LongChat-7B and LongChat-13B, have managed to extend the context length to 16K tokens. These models showcase impressive retrieval accuracy, marking a significant stride toward closing the gap between open models and proprietary long context models, such as Claude-100K and GPT-4-32K. This is a long road but it is a start.
What’s next? It's clear that the open-source AI community will continue to drive cutting-edge innovations. It is not just about creating the next best model, but about doing it openly and ethically, fostering an environment that encourages learning, collaboration, and progress for all.
3. OpenAI - The World Tour
Sam Altman had traveled to 22 countries to discuss OpenAI and its impact. OpenAI published a list of insights and how they will be incorporating the feedback.

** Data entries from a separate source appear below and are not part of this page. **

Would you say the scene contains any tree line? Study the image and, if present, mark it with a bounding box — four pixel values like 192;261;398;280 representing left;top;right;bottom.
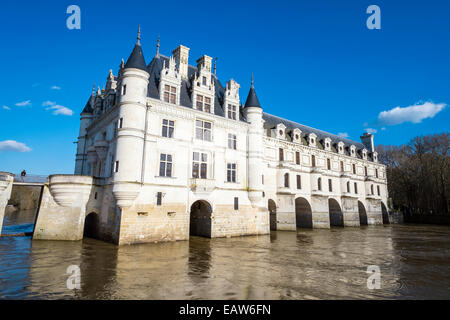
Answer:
377;132;450;215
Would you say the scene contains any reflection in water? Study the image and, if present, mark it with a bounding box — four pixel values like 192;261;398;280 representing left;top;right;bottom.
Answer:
0;211;450;299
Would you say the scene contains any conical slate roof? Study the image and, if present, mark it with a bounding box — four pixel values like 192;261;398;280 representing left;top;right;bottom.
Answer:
125;43;147;71
245;85;261;108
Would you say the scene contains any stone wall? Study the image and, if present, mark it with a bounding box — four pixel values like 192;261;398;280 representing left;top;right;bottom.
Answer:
8;184;42;210
0;172;14;234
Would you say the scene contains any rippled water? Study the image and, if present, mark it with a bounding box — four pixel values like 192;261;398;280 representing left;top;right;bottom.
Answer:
0;212;450;299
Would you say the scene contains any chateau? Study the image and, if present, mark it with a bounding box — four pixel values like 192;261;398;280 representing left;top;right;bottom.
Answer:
4;32;388;244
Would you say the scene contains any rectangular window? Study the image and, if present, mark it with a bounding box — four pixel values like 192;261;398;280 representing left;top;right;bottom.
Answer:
228;104;236;120
159;153;172;177
192;152;208;179
164;84;177;104
197;94;211;112
279;148;284;161
227;163;236;182
195;120;212;141
228;133;237;150
156;192;162;206
162;119;175;138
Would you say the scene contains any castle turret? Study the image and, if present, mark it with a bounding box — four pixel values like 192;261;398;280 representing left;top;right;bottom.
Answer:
75;84;95;175
113;28;150;207
244;75;263;205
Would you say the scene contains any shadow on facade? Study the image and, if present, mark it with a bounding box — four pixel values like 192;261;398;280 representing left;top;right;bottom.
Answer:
328;198;344;227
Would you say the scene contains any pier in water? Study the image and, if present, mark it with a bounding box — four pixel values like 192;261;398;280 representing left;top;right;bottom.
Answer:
0;211;450;299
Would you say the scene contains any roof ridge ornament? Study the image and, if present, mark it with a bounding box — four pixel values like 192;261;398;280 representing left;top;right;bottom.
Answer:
156;35;160;56
136;25;141;46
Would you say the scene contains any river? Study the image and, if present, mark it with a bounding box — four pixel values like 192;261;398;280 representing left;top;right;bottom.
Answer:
0;211;450;299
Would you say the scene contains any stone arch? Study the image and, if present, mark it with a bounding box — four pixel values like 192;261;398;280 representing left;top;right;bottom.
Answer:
189;200;212;238
358;201;368;226
83;212;100;239
295;197;313;228
381;201;389;224
328;198;344;227
267;199;277;230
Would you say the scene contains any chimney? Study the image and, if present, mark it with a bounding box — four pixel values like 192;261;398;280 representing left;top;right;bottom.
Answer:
172;44;189;79
197;54;212;72
360;132;375;152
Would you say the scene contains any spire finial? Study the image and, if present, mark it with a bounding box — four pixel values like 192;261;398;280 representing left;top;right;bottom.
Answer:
156;36;159;56
136;25;141;45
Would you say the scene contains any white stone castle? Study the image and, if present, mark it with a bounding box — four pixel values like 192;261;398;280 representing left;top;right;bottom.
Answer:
2;28;388;244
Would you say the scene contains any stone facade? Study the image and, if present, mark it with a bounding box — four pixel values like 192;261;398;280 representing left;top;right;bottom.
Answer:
0;172;14;234
28;31;387;244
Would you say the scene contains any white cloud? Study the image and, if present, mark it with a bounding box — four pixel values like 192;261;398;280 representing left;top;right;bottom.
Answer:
45;104;73;116
378;102;447;126
42;101;56;107
16;100;31;107
0;140;31;152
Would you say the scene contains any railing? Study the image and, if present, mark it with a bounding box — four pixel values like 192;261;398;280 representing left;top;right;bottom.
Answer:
14;173;48;183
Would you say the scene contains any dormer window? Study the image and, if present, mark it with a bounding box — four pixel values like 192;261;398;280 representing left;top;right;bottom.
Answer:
350;144;356;157
293;128;302;143
337;141;344;154
197;94;211;113
276;123;286;139
325;138;331;151
164;84;177;104
308;133;317;147
228;104;237;120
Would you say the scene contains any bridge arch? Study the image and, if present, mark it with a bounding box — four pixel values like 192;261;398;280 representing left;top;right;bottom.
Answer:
358;201;367;226
328;198;344;227
83;212;100;239
381;201;389;224
267;199;277;230
295;197;313;228
189;200;212;238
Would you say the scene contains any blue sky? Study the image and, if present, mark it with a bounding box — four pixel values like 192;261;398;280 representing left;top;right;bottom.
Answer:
0;0;450;174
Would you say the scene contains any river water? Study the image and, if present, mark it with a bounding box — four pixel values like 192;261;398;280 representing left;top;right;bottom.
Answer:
0;211;450;299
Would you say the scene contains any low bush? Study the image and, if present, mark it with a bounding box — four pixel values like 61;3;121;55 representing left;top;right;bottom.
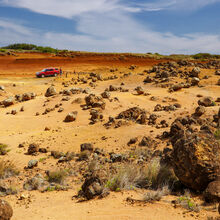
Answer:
0;143;10;155
143;186;170;202
177;194;200;212
47;170;67;184
214;129;220;140
106;159;177;191
0;160;19;179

To me the important aspect was about where people see the most impact. Healthcare and education - seems to be on top of the list.
Other major topics were:
The major concerns are around - misinformation, economic impact and safety.
Building a framework to safeguard from the AI systems
Data usage by OpenAI
What’s next? Based on the feedback OpenAI has created a list of things to work on:
Improving the model’s non-English performance to enable wider use.
Promoting best practices for foundational models.
Improving AI literacy.
🗞️10 AI news highlights and interesting reads
“Companies developing these foundation AI systems would be subject to disproportionate compliance costs and liability risks, which may encourage AI providers to withdraw from the European market entirely”. As I have been saying in the last two editions, the EU Act makes things difficult for foundational models. Now companies are threatening to withdraw from EU again.
Khanmigo is at the forefront of LLM and AI in education. How’s it working so far? “Could use improvement.”
Meta is taking transparency and openness seriously. They explain how AI influences what you see on Facebook and Insta.
One way AI is killing the web is to make it easy to create fake reviews. Now those fake reviews might be illegal.
Another way AI is killing the web by supercharging link farms.
The emerging role in IT will be “AI Engineer”. Someone who understands the underlying foundational models and APIs and implements them into a product.
Migrate code from one language/framework to another. I think this is very cool. Though you have to ensure all copyrights are in place. You cannot simply take a non-commercial code and convert it to something else and use it.
🧑🎓3 Learning Resources
People seem to have a love-hate relationship with Langchain. Some think it is useless while others find it good. In case you have wondered, What is Langchain and why should I care as a developer?
LLMs require embeddings to work. What are embeddings? Did you know embeddings also power the recommendation engines? Another guide on embeddings.
That’s it folks. Thank you for reading and have a great week ahead.